A: The short answer is: probably. In the Maine market, insurers were required to give guaranteed coverage to any applicant. We were also required to do modified community rating. You could adjust your rates for a limited number of factors (e.g., age, geography). The biggest difference between this law and the Maine market is that, in the Maine market, there was no requirement that you purchase coverage. So what happens is that people who aren’t sick or for those for whom the premiums are on the brink of affordability, just drop out of the pool. In the individual market, those premiums would increase 10 [percent] to 20 percent every year. All of our competitors who previously offered coverage to that market left that market. So it wasn’t a good outcome. The reform law’s requirement for individuals to have coverage would overcome this problem. But the enforcement mechanisms may not be high enough to be effective. If the mandate proves to be effective and helps people stay insured, there’s a chance we can avoid many of the problems we experienced in Maine. But that’s still an "if."

IBJ: Massachusetts is three years into a law similar to the one President Obama just signed. It has been successful at achieving near-universal coverage and is popular with citizens. Yet costs have continued to spike, leading to a showdown between health insurers and the governor. Do you think Massachusetts is a good bellwether for national reform? Why or why not?
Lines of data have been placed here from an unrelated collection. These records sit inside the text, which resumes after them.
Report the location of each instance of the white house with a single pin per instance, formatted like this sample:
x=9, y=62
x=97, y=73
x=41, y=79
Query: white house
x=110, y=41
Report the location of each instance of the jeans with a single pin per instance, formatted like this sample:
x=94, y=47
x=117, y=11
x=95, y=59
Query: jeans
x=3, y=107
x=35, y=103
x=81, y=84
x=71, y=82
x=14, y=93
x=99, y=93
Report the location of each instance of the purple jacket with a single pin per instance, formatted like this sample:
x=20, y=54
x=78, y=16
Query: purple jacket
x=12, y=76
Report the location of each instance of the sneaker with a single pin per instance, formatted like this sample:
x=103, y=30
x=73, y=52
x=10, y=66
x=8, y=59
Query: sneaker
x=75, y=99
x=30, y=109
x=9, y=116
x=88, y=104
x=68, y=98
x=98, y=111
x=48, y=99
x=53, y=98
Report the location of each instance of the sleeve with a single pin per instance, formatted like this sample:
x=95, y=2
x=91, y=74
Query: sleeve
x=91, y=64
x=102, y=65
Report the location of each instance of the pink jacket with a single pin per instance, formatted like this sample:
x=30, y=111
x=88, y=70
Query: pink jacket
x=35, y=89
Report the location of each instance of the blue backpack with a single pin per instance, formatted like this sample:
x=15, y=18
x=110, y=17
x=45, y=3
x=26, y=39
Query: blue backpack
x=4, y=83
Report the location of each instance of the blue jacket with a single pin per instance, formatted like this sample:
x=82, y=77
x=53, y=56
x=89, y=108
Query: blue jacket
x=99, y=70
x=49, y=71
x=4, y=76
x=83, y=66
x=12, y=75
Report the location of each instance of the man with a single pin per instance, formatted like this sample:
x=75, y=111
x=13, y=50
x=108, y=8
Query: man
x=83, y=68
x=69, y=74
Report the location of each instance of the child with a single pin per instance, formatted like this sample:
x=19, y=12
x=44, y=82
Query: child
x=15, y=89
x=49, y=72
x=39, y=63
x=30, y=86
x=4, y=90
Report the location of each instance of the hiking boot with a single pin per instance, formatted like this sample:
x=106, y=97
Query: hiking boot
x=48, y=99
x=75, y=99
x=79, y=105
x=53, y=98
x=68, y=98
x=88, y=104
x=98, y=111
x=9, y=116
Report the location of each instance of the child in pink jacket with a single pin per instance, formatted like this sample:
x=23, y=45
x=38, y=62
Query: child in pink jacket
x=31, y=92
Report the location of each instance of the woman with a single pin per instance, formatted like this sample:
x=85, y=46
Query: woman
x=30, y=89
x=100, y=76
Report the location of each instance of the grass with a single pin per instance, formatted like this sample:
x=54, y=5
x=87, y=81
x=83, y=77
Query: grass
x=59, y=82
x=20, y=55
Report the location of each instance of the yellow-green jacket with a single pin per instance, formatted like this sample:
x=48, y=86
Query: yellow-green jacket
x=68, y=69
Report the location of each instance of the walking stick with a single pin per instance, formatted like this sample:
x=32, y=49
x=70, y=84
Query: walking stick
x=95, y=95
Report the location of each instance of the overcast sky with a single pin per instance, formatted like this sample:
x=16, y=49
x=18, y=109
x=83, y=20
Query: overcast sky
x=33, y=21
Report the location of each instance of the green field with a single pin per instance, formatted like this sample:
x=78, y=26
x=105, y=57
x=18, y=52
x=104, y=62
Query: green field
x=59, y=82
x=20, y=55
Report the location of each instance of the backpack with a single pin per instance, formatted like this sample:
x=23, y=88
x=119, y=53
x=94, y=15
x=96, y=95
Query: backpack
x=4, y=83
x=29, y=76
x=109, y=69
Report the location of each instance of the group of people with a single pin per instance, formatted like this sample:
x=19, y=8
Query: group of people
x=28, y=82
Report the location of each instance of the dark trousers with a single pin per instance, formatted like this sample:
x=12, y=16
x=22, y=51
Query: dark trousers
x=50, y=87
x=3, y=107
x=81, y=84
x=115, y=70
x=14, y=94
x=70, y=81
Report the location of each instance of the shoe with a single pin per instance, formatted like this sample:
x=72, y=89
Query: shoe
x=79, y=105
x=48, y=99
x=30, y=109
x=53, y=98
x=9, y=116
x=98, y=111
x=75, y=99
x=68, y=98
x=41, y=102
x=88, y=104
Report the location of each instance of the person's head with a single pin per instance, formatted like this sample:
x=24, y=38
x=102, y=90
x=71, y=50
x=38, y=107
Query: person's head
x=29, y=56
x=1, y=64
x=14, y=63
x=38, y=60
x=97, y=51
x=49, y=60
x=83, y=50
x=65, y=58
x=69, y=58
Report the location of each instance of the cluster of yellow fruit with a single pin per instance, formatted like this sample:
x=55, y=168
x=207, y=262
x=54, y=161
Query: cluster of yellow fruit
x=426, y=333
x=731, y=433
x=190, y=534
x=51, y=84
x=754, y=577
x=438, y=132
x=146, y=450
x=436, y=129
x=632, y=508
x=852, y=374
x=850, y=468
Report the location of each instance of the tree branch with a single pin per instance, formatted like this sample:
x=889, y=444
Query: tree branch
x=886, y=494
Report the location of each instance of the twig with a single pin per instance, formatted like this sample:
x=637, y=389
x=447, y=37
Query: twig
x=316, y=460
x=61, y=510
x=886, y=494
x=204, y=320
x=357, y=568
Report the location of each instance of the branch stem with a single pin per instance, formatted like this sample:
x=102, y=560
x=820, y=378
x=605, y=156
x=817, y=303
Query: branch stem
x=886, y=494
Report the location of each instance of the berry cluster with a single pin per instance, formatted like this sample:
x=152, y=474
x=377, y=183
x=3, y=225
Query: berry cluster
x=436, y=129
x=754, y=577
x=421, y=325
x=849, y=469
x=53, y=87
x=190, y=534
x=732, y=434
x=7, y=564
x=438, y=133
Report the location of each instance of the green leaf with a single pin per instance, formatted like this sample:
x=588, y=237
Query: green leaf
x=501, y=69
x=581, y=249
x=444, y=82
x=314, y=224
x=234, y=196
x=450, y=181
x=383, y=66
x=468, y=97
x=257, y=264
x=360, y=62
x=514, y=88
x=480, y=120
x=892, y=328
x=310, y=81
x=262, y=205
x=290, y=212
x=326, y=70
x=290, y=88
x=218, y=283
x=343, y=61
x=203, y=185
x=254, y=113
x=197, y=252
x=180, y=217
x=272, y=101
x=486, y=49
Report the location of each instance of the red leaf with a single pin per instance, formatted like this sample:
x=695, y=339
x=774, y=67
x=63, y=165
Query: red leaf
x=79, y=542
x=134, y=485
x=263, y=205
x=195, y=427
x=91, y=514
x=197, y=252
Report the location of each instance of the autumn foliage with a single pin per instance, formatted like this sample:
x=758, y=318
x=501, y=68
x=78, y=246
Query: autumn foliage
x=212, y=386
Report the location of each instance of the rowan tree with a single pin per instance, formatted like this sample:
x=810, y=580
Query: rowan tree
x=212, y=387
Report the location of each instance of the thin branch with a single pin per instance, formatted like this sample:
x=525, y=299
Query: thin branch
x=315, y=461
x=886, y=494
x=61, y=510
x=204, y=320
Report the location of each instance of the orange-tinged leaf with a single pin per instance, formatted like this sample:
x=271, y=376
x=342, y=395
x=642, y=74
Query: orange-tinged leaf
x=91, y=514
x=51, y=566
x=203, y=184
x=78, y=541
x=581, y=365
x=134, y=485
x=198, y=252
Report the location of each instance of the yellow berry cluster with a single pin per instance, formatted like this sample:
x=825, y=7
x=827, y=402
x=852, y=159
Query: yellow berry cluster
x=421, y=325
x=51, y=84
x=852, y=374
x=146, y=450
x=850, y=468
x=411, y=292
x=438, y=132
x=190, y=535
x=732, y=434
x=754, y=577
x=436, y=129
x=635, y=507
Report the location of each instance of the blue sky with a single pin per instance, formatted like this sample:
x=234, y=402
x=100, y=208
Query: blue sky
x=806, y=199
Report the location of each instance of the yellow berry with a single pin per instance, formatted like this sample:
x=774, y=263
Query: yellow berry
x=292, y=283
A: It very well could be. This national health reform, at its core, is insurance market reform, which really doesn’t do much to fundamentally change the picture with respect to health care costs. So in Massachusetts they enacted health care reform, which was principally health insurance reform. But they didn’t do much of anything at all to make the cost of care more affordable. I think what we’re seeing in Massachusetts is really worth paying attention to, because this could be precursor of what we see in many states. There will be a very real political interest to trying to stand in the way of insurance premium increases that the insurance industry will argue are necessary and actuarially justified. So you’re going to have a showdown.
 
IBJ: Many people have said the new health law is a big step, but one that will require much more work to reform the many problems in our health system. In your mind, what's the biggest thing needing to be done beyond the changes in this new law?

A: The largest remaining issue facing health care is how do we get our arms around the absolute growth [in cost] that’s taking place. Perhaps the solution’s out there, but we haven’t found one that’s politically viable. For better or worse, health care generally is such a politically focused and politically driven topic, that it’s a market that’s very difficult to correct without political involvement.